Entre os que apresentam um estatuto socioeconómico mais baixo houve um decréscimo no resultado de aprendizagem da matemática três vezes superior ao encontrado nos alunos com mais recursos, sendo que entre este último grupo a variação não foi estatisticamente significativa.
Para atenuar as perdas de competência, estes alunos não deverão ficar sem uma intervenção estruturada”, defende o diretor-geral da EPIS
Neste aspeto, os resultados encontrados para as crianças mais novas contrastam com os dados já obtidos para os mais velhos, em que as perdas de aprendizagem se fizeram sentir de forma muito mais notória a Matemática do que a Português. “Nestes primeiros anos, a abordagem à leitura acaba por ser algo mais complexo e a necessitar de muito maior monitorização dos pais do que os primeiros reconhecimentos numéricos, contagem e cálculo. Só depois a matemática fica mais complicada”, explica Pedro Bem-Haja.
A terceira componente avaliada dizia respeito à capacidade motora. Copiar figuras, indicador da motricidade fina das crianças, foi uma das tarefas pedidas e os resultados mostraram piores resultados — decréscimo de até 40% no resultado global da tarefa — para quem viveu o último ano do pré-escolar em situação de confinamento.

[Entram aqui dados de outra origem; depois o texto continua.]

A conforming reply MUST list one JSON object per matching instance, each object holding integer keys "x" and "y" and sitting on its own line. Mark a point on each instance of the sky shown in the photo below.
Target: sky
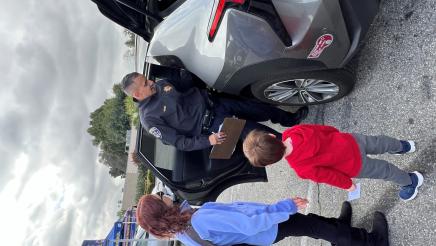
{"x": 58, "y": 62}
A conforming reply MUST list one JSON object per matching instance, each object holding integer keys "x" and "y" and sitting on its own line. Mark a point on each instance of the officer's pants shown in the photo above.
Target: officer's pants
{"x": 253, "y": 112}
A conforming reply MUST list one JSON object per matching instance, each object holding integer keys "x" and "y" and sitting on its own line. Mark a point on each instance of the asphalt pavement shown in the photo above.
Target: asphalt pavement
{"x": 395, "y": 95}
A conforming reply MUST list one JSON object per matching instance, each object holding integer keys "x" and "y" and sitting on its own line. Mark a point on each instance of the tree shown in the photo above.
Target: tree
{"x": 108, "y": 126}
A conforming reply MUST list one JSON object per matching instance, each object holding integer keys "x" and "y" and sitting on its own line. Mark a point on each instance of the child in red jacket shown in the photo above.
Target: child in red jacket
{"x": 325, "y": 155}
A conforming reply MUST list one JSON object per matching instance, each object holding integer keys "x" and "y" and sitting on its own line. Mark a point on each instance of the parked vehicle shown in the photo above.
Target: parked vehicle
{"x": 289, "y": 52}
{"x": 293, "y": 52}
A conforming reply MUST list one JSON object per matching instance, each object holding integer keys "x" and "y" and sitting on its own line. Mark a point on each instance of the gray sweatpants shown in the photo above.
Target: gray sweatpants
{"x": 380, "y": 169}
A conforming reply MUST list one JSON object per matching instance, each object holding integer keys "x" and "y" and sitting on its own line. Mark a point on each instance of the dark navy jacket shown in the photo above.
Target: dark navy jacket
{"x": 174, "y": 116}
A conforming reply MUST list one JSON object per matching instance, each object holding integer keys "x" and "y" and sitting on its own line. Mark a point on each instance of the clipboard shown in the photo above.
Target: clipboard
{"x": 232, "y": 127}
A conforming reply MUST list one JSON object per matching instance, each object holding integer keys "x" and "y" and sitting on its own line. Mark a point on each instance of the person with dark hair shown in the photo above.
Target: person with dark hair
{"x": 247, "y": 223}
{"x": 323, "y": 154}
{"x": 180, "y": 114}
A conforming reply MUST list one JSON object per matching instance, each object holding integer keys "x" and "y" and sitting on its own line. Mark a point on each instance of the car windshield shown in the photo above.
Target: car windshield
{"x": 139, "y": 16}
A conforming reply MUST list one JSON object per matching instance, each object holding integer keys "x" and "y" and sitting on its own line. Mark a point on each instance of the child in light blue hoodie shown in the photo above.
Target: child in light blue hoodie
{"x": 247, "y": 223}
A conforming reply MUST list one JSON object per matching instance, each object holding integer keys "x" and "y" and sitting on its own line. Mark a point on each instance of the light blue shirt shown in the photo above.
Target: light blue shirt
{"x": 239, "y": 222}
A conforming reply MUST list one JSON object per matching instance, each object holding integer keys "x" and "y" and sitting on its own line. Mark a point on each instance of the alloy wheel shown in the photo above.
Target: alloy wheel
{"x": 301, "y": 91}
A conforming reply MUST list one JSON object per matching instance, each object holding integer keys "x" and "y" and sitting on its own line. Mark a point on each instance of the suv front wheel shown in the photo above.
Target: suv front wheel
{"x": 306, "y": 88}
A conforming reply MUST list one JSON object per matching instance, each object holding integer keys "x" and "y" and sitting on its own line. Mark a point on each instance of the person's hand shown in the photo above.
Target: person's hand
{"x": 217, "y": 138}
{"x": 352, "y": 188}
{"x": 300, "y": 202}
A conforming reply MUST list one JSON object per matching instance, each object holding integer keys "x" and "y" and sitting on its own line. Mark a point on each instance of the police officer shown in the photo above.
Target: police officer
{"x": 178, "y": 113}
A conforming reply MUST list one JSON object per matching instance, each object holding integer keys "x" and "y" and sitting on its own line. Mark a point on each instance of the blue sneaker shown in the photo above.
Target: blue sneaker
{"x": 409, "y": 192}
{"x": 408, "y": 147}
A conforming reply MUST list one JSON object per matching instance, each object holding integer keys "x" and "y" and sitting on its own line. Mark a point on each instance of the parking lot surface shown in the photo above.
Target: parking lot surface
{"x": 395, "y": 95}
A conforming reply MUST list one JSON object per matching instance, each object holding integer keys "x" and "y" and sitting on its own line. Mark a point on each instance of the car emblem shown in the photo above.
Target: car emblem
{"x": 155, "y": 132}
{"x": 321, "y": 43}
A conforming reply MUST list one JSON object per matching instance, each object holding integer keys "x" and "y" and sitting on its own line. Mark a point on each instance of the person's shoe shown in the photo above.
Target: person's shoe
{"x": 346, "y": 213}
{"x": 380, "y": 231}
{"x": 408, "y": 147}
{"x": 409, "y": 192}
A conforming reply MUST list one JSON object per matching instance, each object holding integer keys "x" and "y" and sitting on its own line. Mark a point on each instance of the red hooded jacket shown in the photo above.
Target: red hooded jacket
{"x": 323, "y": 154}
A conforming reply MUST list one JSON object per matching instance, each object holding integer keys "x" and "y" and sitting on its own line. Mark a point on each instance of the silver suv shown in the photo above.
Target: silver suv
{"x": 290, "y": 52}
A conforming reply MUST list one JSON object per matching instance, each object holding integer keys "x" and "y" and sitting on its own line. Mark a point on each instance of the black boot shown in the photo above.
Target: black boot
{"x": 346, "y": 213}
{"x": 380, "y": 231}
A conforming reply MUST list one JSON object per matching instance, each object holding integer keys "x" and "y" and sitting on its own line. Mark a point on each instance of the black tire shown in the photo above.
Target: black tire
{"x": 340, "y": 81}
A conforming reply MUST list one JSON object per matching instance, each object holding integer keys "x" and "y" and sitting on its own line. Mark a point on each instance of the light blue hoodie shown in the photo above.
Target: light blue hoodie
{"x": 239, "y": 222}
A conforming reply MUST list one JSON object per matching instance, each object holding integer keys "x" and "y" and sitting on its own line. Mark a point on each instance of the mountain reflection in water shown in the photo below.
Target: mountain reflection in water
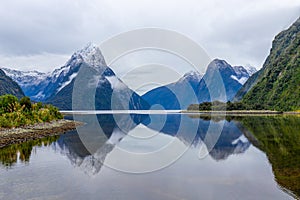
{"x": 278, "y": 137}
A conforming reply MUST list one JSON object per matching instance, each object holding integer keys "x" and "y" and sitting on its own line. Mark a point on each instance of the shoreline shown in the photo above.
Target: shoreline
{"x": 239, "y": 112}
{"x": 10, "y": 136}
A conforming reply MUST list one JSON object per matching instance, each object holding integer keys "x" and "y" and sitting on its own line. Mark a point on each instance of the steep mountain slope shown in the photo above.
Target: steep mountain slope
{"x": 175, "y": 95}
{"x": 193, "y": 88}
{"x": 57, "y": 87}
{"x": 62, "y": 84}
{"x": 30, "y": 81}
{"x": 277, "y": 84}
{"x": 8, "y": 86}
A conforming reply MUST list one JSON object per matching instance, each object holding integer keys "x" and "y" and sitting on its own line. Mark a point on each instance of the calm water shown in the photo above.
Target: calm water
{"x": 158, "y": 157}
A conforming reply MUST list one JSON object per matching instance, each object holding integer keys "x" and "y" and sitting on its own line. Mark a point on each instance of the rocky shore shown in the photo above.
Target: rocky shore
{"x": 30, "y": 132}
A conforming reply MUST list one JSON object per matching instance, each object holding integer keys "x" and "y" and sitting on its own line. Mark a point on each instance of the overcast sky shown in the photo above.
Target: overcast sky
{"x": 42, "y": 35}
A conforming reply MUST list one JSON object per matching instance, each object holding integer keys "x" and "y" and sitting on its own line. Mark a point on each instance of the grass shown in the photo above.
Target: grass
{"x": 16, "y": 113}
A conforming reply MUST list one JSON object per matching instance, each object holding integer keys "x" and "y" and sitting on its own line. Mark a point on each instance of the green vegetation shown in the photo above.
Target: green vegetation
{"x": 15, "y": 113}
{"x": 277, "y": 85}
{"x": 9, "y": 155}
{"x": 279, "y": 138}
{"x": 217, "y": 105}
{"x": 8, "y": 86}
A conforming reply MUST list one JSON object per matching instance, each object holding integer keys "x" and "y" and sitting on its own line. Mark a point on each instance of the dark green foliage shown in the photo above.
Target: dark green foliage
{"x": 218, "y": 106}
{"x": 7, "y": 103}
{"x": 8, "y": 86}
{"x": 14, "y": 113}
{"x": 277, "y": 84}
{"x": 25, "y": 101}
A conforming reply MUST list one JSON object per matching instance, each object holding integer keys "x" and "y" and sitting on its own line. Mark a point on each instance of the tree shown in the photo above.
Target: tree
{"x": 25, "y": 101}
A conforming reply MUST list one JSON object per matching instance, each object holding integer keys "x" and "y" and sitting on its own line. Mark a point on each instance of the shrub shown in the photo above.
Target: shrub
{"x": 25, "y": 101}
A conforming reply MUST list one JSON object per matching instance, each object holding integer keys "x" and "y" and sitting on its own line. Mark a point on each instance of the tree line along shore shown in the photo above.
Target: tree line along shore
{"x": 22, "y": 120}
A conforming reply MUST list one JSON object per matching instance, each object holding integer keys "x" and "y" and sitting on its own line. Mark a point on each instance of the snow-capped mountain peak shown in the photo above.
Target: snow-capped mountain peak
{"x": 192, "y": 76}
{"x": 250, "y": 69}
{"x": 25, "y": 78}
{"x": 90, "y": 54}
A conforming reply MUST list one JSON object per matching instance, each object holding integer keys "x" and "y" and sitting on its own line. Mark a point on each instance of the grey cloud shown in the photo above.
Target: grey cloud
{"x": 239, "y": 31}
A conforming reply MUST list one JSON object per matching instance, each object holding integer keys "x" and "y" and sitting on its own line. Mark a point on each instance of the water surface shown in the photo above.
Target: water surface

Mas, ao contrário do que aconteceu nas outras áreas, a deterioração “não foi modelada pelo nível socioeconómico, piorando de forma homogénea em todos os alunos avaliados neste estudo”.
Outras investigações têm demonstrado impacto positivo que a frequência da educação pré-escolar tem no sucesso escolar nos anos subsequentes. E o problema é que as perdas sentidas por estes alunos podem repercutir-se ao longo do 1º ciclo se nada for feito, alerta o investigadora da UA.
“De modo a atenuar as perdas de competência identificadas neste estudo, estas crianças não deverão ficar sem intervenção intencional e estruturada, sobretudo em idades em que a plasticidade neuronal é elevada. A escola tem margem para encetar tarefas de remediação e cumprir o seu papel de elevador social”, defende o diretor-geral da EPIS, associação que tem como missão principal ajudar a combater o abandono e insucesso em escolas de contextos mais desfavorecidos.